University Hospital (Photo)

University Hospital on Western's campus, Oct. 17, 2018.

Western professor Javeed Sukhera and colleagues recently received a grant of roughly $36,000 to deliver a free online training resource aimed at reducing mental health-related implicit bias and stigma among health care professionals.

Sukhera launched the in-person training program in March 2016 through the Schulich School of Medicine and Dentistry. AMS Healthcare provided the grant on Sept. 21 to design, implement and evaluate a digital format of the curriculum.

“The idea came from my own lived experience working in mental health, recognizing that, oftentimes, patients of mine weren't treated well despite the people who are treating them being very good, highly professional people,” said Sukhera. 

Sukhera explained that his team conducted research on the social process of stigma to understand what was happening in these settings. He says the results indicated that health care professionals often label patients with mental illnesses as “time-consuming” or “unfixable” at a subconscious level.

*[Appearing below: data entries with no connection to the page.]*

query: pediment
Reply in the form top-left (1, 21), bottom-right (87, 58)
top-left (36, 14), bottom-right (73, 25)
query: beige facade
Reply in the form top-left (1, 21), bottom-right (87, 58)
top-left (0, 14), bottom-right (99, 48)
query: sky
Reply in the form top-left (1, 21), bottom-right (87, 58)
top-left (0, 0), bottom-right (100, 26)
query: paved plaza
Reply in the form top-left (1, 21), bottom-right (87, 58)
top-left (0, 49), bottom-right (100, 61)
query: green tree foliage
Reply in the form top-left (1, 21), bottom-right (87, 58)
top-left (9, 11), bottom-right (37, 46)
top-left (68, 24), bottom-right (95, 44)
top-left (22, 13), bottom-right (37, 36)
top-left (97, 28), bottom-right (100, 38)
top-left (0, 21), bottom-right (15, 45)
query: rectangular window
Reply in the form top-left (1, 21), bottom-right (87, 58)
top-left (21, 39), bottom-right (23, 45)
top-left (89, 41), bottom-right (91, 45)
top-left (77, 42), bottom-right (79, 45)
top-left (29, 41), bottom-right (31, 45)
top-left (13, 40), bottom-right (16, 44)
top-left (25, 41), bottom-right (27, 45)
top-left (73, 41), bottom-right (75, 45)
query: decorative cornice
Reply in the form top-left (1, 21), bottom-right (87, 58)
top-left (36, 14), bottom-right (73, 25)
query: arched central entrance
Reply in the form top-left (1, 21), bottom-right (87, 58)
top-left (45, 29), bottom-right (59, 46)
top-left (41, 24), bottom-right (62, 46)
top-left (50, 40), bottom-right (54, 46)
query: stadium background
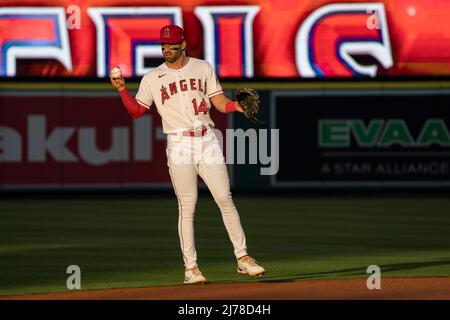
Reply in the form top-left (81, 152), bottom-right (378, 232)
top-left (1, 0), bottom-right (449, 299)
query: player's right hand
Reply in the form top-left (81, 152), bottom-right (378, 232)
top-left (110, 76), bottom-right (126, 91)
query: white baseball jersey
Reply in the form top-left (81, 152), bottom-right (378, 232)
top-left (135, 57), bottom-right (223, 134)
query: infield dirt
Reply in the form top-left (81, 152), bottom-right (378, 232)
top-left (1, 278), bottom-right (449, 300)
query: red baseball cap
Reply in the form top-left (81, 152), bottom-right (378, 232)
top-left (160, 25), bottom-right (185, 44)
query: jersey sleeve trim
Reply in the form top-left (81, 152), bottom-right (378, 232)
top-left (136, 99), bottom-right (150, 109)
top-left (208, 90), bottom-right (223, 98)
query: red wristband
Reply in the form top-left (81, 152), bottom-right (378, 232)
top-left (225, 101), bottom-right (237, 113)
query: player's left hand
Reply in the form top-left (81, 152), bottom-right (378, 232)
top-left (235, 104), bottom-right (244, 113)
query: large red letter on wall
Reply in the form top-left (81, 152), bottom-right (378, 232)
top-left (195, 6), bottom-right (259, 78)
top-left (295, 3), bottom-right (393, 77)
top-left (0, 7), bottom-right (72, 76)
top-left (88, 7), bottom-right (182, 77)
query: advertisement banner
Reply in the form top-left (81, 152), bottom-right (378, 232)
top-left (1, 0), bottom-right (450, 78)
top-left (0, 92), bottom-right (228, 189)
top-left (273, 90), bottom-right (450, 187)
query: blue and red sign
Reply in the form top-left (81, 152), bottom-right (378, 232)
top-left (1, 0), bottom-right (450, 78)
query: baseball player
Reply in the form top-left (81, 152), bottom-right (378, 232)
top-left (110, 24), bottom-right (265, 284)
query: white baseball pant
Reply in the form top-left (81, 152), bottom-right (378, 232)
top-left (166, 128), bottom-right (248, 269)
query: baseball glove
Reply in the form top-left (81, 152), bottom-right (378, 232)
top-left (234, 88), bottom-right (264, 126)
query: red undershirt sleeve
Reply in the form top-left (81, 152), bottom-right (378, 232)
top-left (119, 88), bottom-right (149, 119)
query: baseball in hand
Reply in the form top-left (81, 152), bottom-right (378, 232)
top-left (110, 67), bottom-right (122, 79)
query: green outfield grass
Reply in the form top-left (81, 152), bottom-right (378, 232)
top-left (1, 196), bottom-right (450, 296)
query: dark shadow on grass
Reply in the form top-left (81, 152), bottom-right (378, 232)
top-left (259, 258), bottom-right (450, 283)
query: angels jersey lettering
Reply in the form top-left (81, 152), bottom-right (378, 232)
top-left (135, 57), bottom-right (222, 133)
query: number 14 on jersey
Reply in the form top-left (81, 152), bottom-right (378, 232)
top-left (192, 98), bottom-right (208, 115)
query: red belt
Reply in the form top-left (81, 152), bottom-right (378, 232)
top-left (169, 126), bottom-right (209, 137)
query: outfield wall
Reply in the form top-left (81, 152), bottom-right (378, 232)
top-left (1, 79), bottom-right (450, 191)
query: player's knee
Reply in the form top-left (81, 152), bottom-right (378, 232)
top-left (178, 193), bottom-right (198, 207)
top-left (214, 193), bottom-right (233, 208)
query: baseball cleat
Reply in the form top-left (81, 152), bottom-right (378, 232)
top-left (184, 266), bottom-right (207, 284)
top-left (237, 255), bottom-right (266, 277)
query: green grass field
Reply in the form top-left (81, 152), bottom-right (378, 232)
top-left (1, 196), bottom-right (450, 296)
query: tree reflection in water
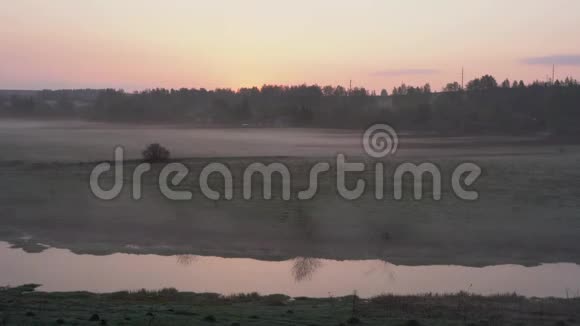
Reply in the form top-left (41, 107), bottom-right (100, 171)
top-left (291, 257), bottom-right (322, 282)
top-left (383, 261), bottom-right (396, 282)
top-left (176, 255), bottom-right (198, 266)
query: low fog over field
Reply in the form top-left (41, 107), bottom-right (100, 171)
top-left (1, 119), bottom-right (579, 267)
top-left (0, 119), bottom-right (551, 162)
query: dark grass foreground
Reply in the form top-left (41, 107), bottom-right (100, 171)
top-left (1, 285), bottom-right (579, 326)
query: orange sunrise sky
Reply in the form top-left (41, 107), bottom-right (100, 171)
top-left (1, 0), bottom-right (580, 91)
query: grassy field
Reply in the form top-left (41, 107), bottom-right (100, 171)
top-left (1, 120), bottom-right (580, 266)
top-left (1, 121), bottom-right (580, 323)
top-left (1, 146), bottom-right (580, 266)
top-left (1, 284), bottom-right (579, 326)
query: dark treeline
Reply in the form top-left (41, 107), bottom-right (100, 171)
top-left (1, 75), bottom-right (579, 136)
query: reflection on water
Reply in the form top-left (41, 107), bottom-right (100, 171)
top-left (178, 256), bottom-right (323, 283)
top-left (1, 242), bottom-right (580, 298)
top-left (176, 255), bottom-right (198, 266)
top-left (291, 258), bottom-right (322, 281)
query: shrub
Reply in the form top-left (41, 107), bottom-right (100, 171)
top-left (142, 143), bottom-right (170, 162)
top-left (203, 315), bottom-right (216, 322)
top-left (262, 294), bottom-right (290, 306)
top-left (405, 320), bottom-right (422, 326)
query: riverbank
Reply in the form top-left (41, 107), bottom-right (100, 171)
top-left (1, 284), bottom-right (578, 326)
top-left (2, 147), bottom-right (580, 266)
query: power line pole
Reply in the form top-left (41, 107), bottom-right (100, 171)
top-left (461, 67), bottom-right (464, 90)
top-left (552, 64), bottom-right (555, 84)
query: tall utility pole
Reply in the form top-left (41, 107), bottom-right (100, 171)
top-left (461, 67), bottom-right (464, 89)
top-left (349, 79), bottom-right (352, 95)
top-left (552, 64), bottom-right (555, 84)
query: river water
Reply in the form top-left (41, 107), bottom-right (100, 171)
top-left (1, 242), bottom-right (579, 298)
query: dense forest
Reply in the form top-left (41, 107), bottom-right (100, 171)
top-left (1, 75), bottom-right (579, 136)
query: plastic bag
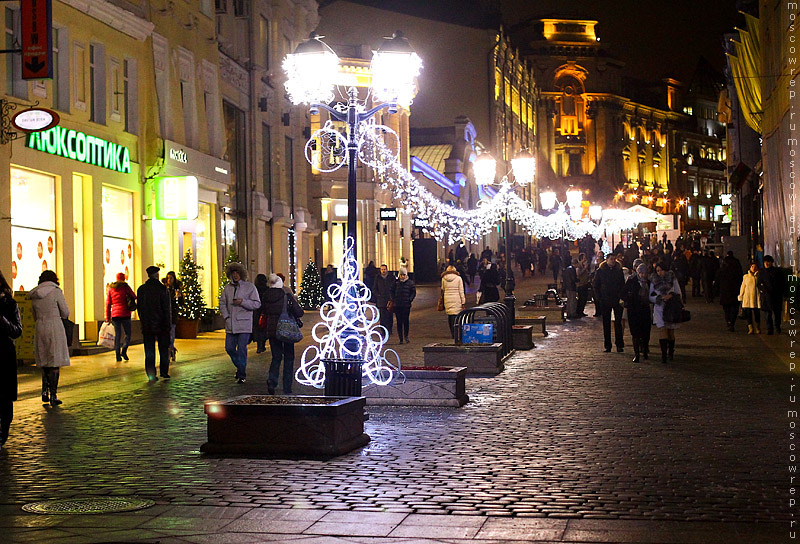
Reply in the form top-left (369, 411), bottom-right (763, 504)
top-left (98, 321), bottom-right (115, 349)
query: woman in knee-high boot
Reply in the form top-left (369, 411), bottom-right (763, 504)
top-left (29, 271), bottom-right (71, 406)
top-left (650, 262), bottom-right (681, 363)
top-left (622, 264), bottom-right (652, 363)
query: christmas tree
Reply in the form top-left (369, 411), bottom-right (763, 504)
top-left (297, 260), bottom-right (324, 310)
top-left (218, 247), bottom-right (240, 300)
top-left (178, 249), bottom-right (205, 320)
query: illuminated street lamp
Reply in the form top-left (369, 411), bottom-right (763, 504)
top-left (589, 205), bottom-right (603, 222)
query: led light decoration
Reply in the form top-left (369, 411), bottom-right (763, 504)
top-left (370, 31), bottom-right (423, 108)
top-left (296, 237), bottom-right (399, 389)
top-left (283, 33), bottom-right (340, 106)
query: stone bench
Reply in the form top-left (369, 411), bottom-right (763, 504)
top-left (422, 343), bottom-right (509, 376)
top-left (362, 367), bottom-right (468, 407)
top-left (512, 325), bottom-right (535, 350)
top-left (515, 315), bottom-right (548, 336)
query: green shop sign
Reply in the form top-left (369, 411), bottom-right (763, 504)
top-left (26, 126), bottom-right (132, 174)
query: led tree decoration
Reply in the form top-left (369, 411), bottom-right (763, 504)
top-left (297, 259), bottom-right (325, 310)
top-left (296, 238), bottom-right (399, 388)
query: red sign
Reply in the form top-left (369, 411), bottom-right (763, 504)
top-left (21, 0), bottom-right (53, 80)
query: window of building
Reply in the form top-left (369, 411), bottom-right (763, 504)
top-left (215, 0), bottom-right (226, 13)
top-left (262, 123), bottom-right (271, 207)
top-left (259, 16), bottom-right (270, 70)
top-left (52, 27), bottom-right (70, 111)
top-left (74, 43), bottom-right (86, 110)
top-left (698, 205), bottom-right (707, 220)
top-left (233, 0), bottom-right (248, 17)
top-left (5, 8), bottom-right (26, 99)
top-left (568, 152), bottom-right (583, 176)
top-left (681, 141), bottom-right (688, 155)
top-left (89, 43), bottom-right (106, 123)
top-left (123, 59), bottom-right (138, 134)
top-left (10, 168), bottom-right (57, 292)
top-left (101, 186), bottom-right (134, 288)
top-left (682, 106), bottom-right (693, 115)
top-left (178, 48), bottom-right (197, 148)
top-left (687, 205), bottom-right (694, 219)
top-left (109, 58), bottom-right (122, 122)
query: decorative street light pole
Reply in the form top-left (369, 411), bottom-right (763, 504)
top-left (283, 31), bottom-right (422, 257)
top-left (539, 186), bottom-right (587, 265)
top-left (474, 150), bottom-right (536, 321)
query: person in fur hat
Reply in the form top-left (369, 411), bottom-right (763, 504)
top-left (219, 262), bottom-right (261, 383)
top-left (649, 261), bottom-right (682, 363)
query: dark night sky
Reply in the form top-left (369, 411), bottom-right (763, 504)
top-left (500, 0), bottom-right (743, 84)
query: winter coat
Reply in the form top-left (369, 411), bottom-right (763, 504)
top-left (220, 280), bottom-right (261, 334)
top-left (467, 256), bottom-right (478, 276)
top-left (363, 265), bottom-right (379, 291)
top-left (563, 265), bottom-right (578, 292)
top-left (106, 282), bottom-right (136, 321)
top-left (137, 278), bottom-right (171, 335)
top-left (592, 261), bottom-right (626, 309)
top-left (28, 281), bottom-right (70, 367)
top-left (393, 278), bottom-right (416, 309)
top-left (649, 271), bottom-right (681, 329)
top-left (479, 265), bottom-right (501, 303)
top-left (259, 288), bottom-right (304, 339)
top-left (671, 253), bottom-right (690, 284)
top-left (689, 253), bottom-right (702, 278)
top-left (758, 266), bottom-right (786, 312)
top-left (166, 283), bottom-right (183, 324)
top-left (621, 276), bottom-right (652, 337)
top-left (441, 272), bottom-right (465, 315)
top-left (738, 271), bottom-right (761, 309)
top-left (715, 258), bottom-right (743, 305)
top-left (371, 273), bottom-right (396, 308)
top-left (700, 255), bottom-right (720, 283)
top-left (0, 294), bottom-right (22, 401)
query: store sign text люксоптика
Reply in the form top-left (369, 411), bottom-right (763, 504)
top-left (26, 126), bottom-right (131, 173)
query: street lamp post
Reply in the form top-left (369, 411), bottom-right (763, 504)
top-left (283, 31), bottom-right (422, 259)
top-left (474, 151), bottom-right (536, 321)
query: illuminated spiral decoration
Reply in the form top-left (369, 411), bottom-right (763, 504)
top-left (357, 120), bottom-right (400, 170)
top-left (296, 237), bottom-right (399, 389)
top-left (305, 120), bottom-right (348, 173)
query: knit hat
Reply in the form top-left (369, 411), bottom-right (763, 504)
top-left (268, 273), bottom-right (283, 288)
top-left (636, 263), bottom-right (648, 275)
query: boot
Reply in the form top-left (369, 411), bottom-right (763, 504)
top-left (41, 373), bottom-right (49, 403)
top-left (632, 338), bottom-right (640, 363)
top-left (754, 325), bottom-right (761, 334)
top-left (747, 324), bottom-right (754, 335)
top-left (642, 340), bottom-right (649, 360)
top-left (48, 369), bottom-right (62, 406)
top-left (659, 339), bottom-right (669, 364)
top-left (668, 340), bottom-right (675, 361)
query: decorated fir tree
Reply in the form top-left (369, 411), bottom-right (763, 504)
top-left (297, 260), bottom-right (324, 309)
top-left (178, 249), bottom-right (205, 320)
top-left (218, 247), bottom-right (240, 299)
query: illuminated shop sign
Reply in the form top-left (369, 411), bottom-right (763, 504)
top-left (26, 127), bottom-right (132, 173)
top-left (379, 207), bottom-right (397, 220)
top-left (154, 176), bottom-right (199, 220)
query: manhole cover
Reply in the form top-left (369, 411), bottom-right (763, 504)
top-left (22, 497), bottom-right (155, 515)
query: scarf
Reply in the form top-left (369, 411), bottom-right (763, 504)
top-left (649, 270), bottom-right (676, 297)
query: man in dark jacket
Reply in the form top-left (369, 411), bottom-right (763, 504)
top-left (592, 253), bottom-right (626, 352)
top-left (759, 255), bottom-right (786, 334)
top-left (371, 264), bottom-right (396, 334)
top-left (700, 250), bottom-right (720, 303)
top-left (715, 253), bottom-right (743, 331)
top-left (670, 250), bottom-right (690, 303)
top-left (689, 249), bottom-right (702, 297)
top-left (137, 266), bottom-right (172, 381)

As a result, health practitioners begin to avoid the patients because they feel they cannot help them. According to Sukhera, this pattern leads to frustration for both patients and health care professionals.

“Our curriculum was designed to humanize the patient for health professionals to recognize that they should see this person not as someone who is a label but as someone who's looking for help,” explained Sukhera.

The training aims to make professionals feel more useful and patients more cared for and appreciated, added Sukhera. It includes a component of intentional engagement, where health care professionals are encouraged to make an active effort to connect with patients. More importantly, he continued, it fosters health care professionals' ability to be agents of change within their workplaces and to address problematic stigmas.

“When you're giving someone feedback about something that they aren’t aware of and happens despite their best intentions, it's a very emotional thing to share,” said Sukhera. “Telling someone that no matter … how professional you are, you still may be perceived as stigmatizing and perpetuating inequity is a different kind of feedback, and it requires psychological safety and consideration of the emotions involved.” 

Through this new project, Sukhera hopes to leverage digital and social media to enhance the message of the training and to spread it to a larger audience. He expects the online resource to become available in the spring or summer of 2019.